A reference to a Boolean value. A pointer to the Boolean value is in pbool.

VT_DATE

A value denoting a date and time was specified. Dates are represented as double-precision numbers, where midnight, January 1, 1900 is 2.0, January 2, 1900 is 3.0, and so on. The value is passed in date.

This is the same numbering system used by most spreadsheet programs, although some specify incorrectly that February 29, 1900 existed, and thus set January 1, 1900 to 1.0. The date can be converted to and from an MS-DOS representation using VariantTimeToDosDateTime, which is discussed in Conversion and Manipulation Functions.

VT_DATE | VT_BYREF

A reference to a date was passed.
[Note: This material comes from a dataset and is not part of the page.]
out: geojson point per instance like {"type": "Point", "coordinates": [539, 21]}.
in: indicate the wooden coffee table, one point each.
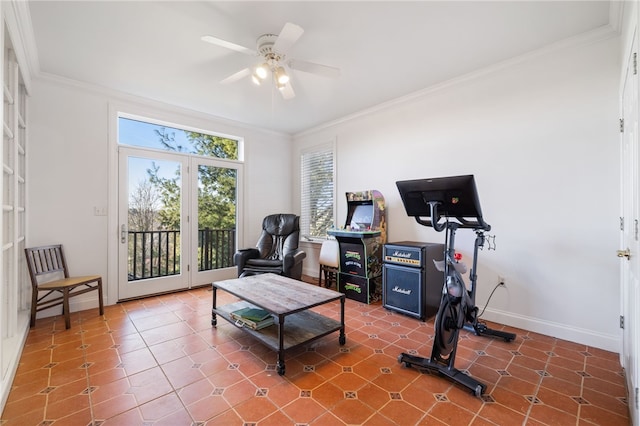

A pointer to the value is in pdate.

VT_DISPATCH

A pointer to an object was specified. The pointer is in pdispVal. This object is known only to implement IDispatch. The object can be queried as to whether it supports any other desired interface by calling QueryInterface on the object. Objects that do not implement IDispatch should be passed using VT_UNKNOWN.

VT_DISPATCH | VT_BYREF

A pointer to a pointer to an object was specified. The pointer to the object is stored in the location referred to by ppdispVal.

VT_VARIANT

Invalid. VARIANTARGs must be passed by reference.

VT_VARIANT | VT_BYREF

A pointer to another VARIANTARG is passed in pvarVal. This referenced VARIANTARG, pvarVal, cannot be another VT_VARIANT|VT_BYREF. This value can be used to support languages that allow functions to change the types of variables passed by reference.

VT_UNKNOWN

A pointer to an object that implements the IUnknown interface is passed in punkVal.

VT_UNKNOWN | VT_BYREF

A pointer to the IUnknown interface is passed in ppunkVal. The pointer to the interface is stored in the location referred to by ppunkVal.

VT_ARRAY | <anything>

An array of data type <anything> was passed. (VT_EMPTY and VT_NULL are invalid types to combine with VT_ARRAY.) The pointer in parray points to an array descriptor, which describes the dimensions, size, and in-memory location of the array. The array descriptor is never accessed directly, but instead is read and modified using the functions described in Conversion and Manipulation Functions.